The second work-in-progress extends into the practice of translation, with two volumes dedicated to the translation of and commentary on the work of Chaïm Perelman and Lucie Olbrechts-Tyteca’s New Rhetoric Project. With co-director David Frank (University of Oregon, US) on the, she was awarded a National Endowment of the Humanities Scholarly Editions and Translations Award ($116,000; 2014-2016) to publish “Rendez-vous with Rhetoric: New Translations and Commentary on the Writings of Chaïm Perelman and Lucie Olbrechts-Tyteca” (University of Notre Dame Press). Although Perelman and Olbrechts-Tyteca’s magnum opus, Traité de l’argumentation: La nouvelle rhétorique (1958) was translated into English in 1969, hundreds of articles which explain key ideas of the Traité remain only in French. Our work will provide English-speaking scholars with access to these important philosophical texts; it examines in detail their “rhetorical turn”, and the important philosophical influences on, and significance of, their New Rhetoric Project, based on these translations and on significant archival work done at the Université Libre de Bruxelles. This work has created a partnership with the University of Wisconsin-Milwaukee, University of Oregon, Université Libre de Bruxelles and the United States Holocaust Memorial Museum Washington D.C.

Teaching

Professor Michelle Bolduc welcomes enquiries about postgraduate supervision (MRes, MPhil, PhD) in the fields of Translation Studies, thirteenth-century French, Occitan, and Italian Literature, and Modern Rhetoric (specifically the New Rhetoric Project).

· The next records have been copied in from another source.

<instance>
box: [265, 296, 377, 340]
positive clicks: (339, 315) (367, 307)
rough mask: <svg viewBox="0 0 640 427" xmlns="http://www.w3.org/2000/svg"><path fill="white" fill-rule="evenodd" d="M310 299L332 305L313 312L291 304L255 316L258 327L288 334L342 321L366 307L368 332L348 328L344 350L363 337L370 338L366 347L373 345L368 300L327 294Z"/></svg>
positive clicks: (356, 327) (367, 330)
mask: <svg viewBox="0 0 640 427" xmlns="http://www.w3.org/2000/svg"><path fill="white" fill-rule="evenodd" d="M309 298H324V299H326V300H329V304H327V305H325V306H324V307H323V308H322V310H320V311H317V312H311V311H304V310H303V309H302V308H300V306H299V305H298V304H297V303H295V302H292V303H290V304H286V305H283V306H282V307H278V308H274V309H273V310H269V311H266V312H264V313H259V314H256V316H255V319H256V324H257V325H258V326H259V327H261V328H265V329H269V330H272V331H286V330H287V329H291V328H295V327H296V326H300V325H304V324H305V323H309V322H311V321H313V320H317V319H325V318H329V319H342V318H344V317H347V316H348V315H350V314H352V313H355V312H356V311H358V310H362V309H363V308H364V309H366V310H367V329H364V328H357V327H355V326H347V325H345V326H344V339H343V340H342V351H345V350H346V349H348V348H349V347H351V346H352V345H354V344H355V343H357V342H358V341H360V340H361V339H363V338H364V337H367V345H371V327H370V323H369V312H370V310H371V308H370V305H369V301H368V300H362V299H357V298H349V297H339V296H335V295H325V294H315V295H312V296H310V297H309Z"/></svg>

She has taught a wide-ranging number of courses in Translation Studies as well as in French and Comparative Literature, including MA-level translation theory and applied French to English translation (specialized and literary), both of which she developed for online course delivery. She has also taught graduate seminars thematically related to the topos of translatio. Having taught at both undergraduate and graduate levels, she offers teaching expertise in several additional areas: comparative medieval literature, and European (especially French) intellectual culture—literature, philosophy, and the arts—of both the Middle Ages/Renaissance and the early twentieth century.

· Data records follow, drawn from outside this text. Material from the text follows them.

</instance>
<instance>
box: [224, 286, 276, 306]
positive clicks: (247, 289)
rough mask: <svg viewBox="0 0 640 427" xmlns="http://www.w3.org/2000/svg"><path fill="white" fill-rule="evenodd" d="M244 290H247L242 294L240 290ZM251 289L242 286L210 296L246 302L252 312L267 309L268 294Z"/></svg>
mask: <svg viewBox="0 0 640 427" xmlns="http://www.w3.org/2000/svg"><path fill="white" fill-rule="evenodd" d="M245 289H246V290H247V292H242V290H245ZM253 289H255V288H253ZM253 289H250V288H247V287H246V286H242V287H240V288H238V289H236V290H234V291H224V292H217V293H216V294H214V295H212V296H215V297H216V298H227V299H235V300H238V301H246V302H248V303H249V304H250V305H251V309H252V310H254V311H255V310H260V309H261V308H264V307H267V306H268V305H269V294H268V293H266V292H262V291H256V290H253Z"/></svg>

Michelle has been recognized for her innovative teaching, having been awarded a fellowship in the University of Wisconsin system-wide Teaching Fellowship Program and invited to the Wakonse Conference on College Teaching sponsored by the Arizona Board of Regents. Since 2012 she has also participated in a French pedagogical project (‘Voix d’Aujourd’hui’), bringing poetry and translation into high schools in Brittany, France, and thus having impact on a non-academic audience.